Have some of your perspective about education changed as you have worked with children in the education system here in the United States and in Malawi?

Absolutely they have and thank goodness for that! In August, I will begin my 3rd year of teaching and while I still have so much to learn I now have a more realistic perspective of education. Prior to beginning my career, I had an idea of teaching thinking that it would be a lot of sunshine and rainbow moments with tons of cute arts and crafts (thanks Pinterest). However, teaching is hard work-both in the United States and in Malawi. This year, our team started and ended our time working with the Mtendere teachers in a round table discussion. We chatted about our triumphs and celebrations as teachers and also our obstacles and struggles. The funny thing is, our answers were very similar even though we are teaching on different continents. We all struggle with having enough resources for our students and we all celebrate when a student finally understands a concept. However, the question each member at our table was able to answer quickest and with the most ease was, “tell about a student who has impacted your life.” Each one of us has a student that has made a lasting impact on our lives and our career. Many of the stories discussed were of amazing children who we will all remember for the rest of our lives. Therefore, I have come to realize that it doesn’t matter about the cute arts and crafts and it doesn’t matter about having intricate classroom décor, instead what matters is these children. I used to think I might have a great impact on every student who walked in my door. Instead, it is myself that has been impacted by these children (both in America and Malawi) and my life is much richer because of that.

What have you learnt about being part of a team?

I have learned that in the end, people matter most. This year, we talked a lot about how often times we get more caught up in making plans to complete things for our personal agendas and we forget about loving people. Working in a team forces you to be in community, it encourages you to be vulnerable, and it teaches you to love people who are different from you. I have learned that if we put aside our plans and focus on the people on our team and love them the outcome is far greater than any plan we could have created. Upon returning from Malawi, I was reading Everybody, Always by Bob Goff. In the book he says, “quit waiting for a plan; just go love everybody.” I love this quote especially in regards to being part of a team. Stop planning and start loving the people in front of you. 

What have you enjoyed the most about being a leader? What has been the most challenging part?

As a leader, it is really amazing to see everyone’s gifts and talents coming together for the greater good.
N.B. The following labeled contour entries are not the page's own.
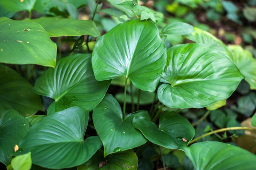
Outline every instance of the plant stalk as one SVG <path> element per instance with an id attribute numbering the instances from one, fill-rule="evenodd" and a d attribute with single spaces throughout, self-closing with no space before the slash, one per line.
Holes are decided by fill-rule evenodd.
<path id="1" fill-rule="evenodd" d="M 123 112 L 123 119 L 125 118 L 125 106 L 126 104 L 126 91 L 127 89 L 128 78 L 125 79 L 125 84 L 124 85 L 124 112 Z"/>
<path id="2" fill-rule="evenodd" d="M 158 149 L 159 149 L 159 152 L 160 153 L 160 154 L 161 155 L 161 158 L 162 158 L 162 162 L 163 163 L 163 167 L 164 167 L 164 170 L 166 170 L 164 157 L 163 156 L 163 154 L 162 154 L 162 151 L 161 151 L 161 148 L 159 146 L 158 146 Z"/>
<path id="3" fill-rule="evenodd" d="M 196 125 L 198 125 L 199 123 L 200 123 L 200 122 L 201 121 L 203 121 L 203 120 L 204 119 L 205 119 L 208 115 L 209 114 L 210 114 L 210 113 L 211 112 L 211 110 L 208 110 L 206 113 L 205 113 L 205 114 L 204 114 L 202 117 L 202 118 L 200 118 L 200 119 L 199 119 L 198 120 L 197 120 L 197 121 L 196 121 L 195 122 L 194 122 L 194 123 L 193 123 L 192 124 L 192 126 L 193 127 L 195 127 L 196 126 Z"/>
<path id="4" fill-rule="evenodd" d="M 161 107 L 160 109 L 158 110 L 158 111 L 157 112 L 155 116 L 154 117 L 154 118 L 152 119 L 152 121 L 154 122 L 155 121 L 157 120 L 157 119 L 158 118 L 158 117 L 159 116 L 159 114 L 161 112 L 161 111 L 162 111 L 162 109 L 163 109 L 163 107 L 164 107 L 164 104 L 162 104 L 161 105 Z"/>
<path id="5" fill-rule="evenodd" d="M 256 129 L 254 128 L 249 128 L 249 127 L 230 127 L 230 128 L 221 128 L 220 129 L 217 129 L 215 130 L 213 130 L 212 132 L 210 132 L 209 133 L 206 133 L 205 134 L 201 136 L 200 136 L 198 137 L 197 137 L 195 139 L 194 139 L 192 140 L 190 142 L 189 142 L 189 144 L 190 144 L 195 141 L 196 141 L 200 139 L 201 138 L 203 138 L 203 137 L 205 137 L 211 135 L 212 135 L 213 134 L 216 133 L 219 133 L 219 132 L 225 132 L 228 130 L 251 130 L 251 131 L 256 131 Z"/>
<path id="6" fill-rule="evenodd" d="M 139 92 L 138 94 L 138 101 L 137 101 L 137 111 L 139 110 L 140 109 L 140 99 L 141 99 L 141 90 L 139 89 Z"/>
I love being able to select members to join the team knowing what talents they can contribute and then to see it come into fruition on the trip. It is always a glimpse into the creativity of God and how he intricately and uniquely created each and every person. Another bonus to being the leader is being able to share about the wonder that is Mtendere all year with the team only to watch them instantaneously fall in love with the place that feels like home to me. The most challenging part, however, is the fact that by nature I am not a leader. I would much rather be a follower so I feel as if I lack many qualities of a leader and I am still learning how to navigate that as I co-lead this trip. However, I have now stepped into three leadership roles in different areas of my life so maybe God is trying to teach me something.

As an educator, what do you think are some of the most effective ways we can continue to advocate for vulnerable children’s education?

In regards to speaking to adults about advocating for vulnerable children’s education I think the greatest thing we can do is raise awareness-awareness for the great things that can become of a person when they are provided with a chance at education. When actually working with vulnerable children I believe the best thing you can do is empower them. Speak to them in a way that affirms in them the amazing things they can contribute to society. Do not speak to them in pity or sympathy because of their circumstances. That is crippling and the message can often be received as we believe they are not capable to amounting too much. Instead, we as educators and human beings need to lift them up in a way that makes them overlook their circumstances and believe in their future. Children in vulnerable circumstances are resilient and hard working. I have been privileged to know and work alongside many amazing adults who were once vulnerable children. They got where they are today because someone affirmed character traits they possess and empowered them to overcome their circumstances. We need to be better about believing in our youth and speaking up for them and speaking into their amazing possibilities.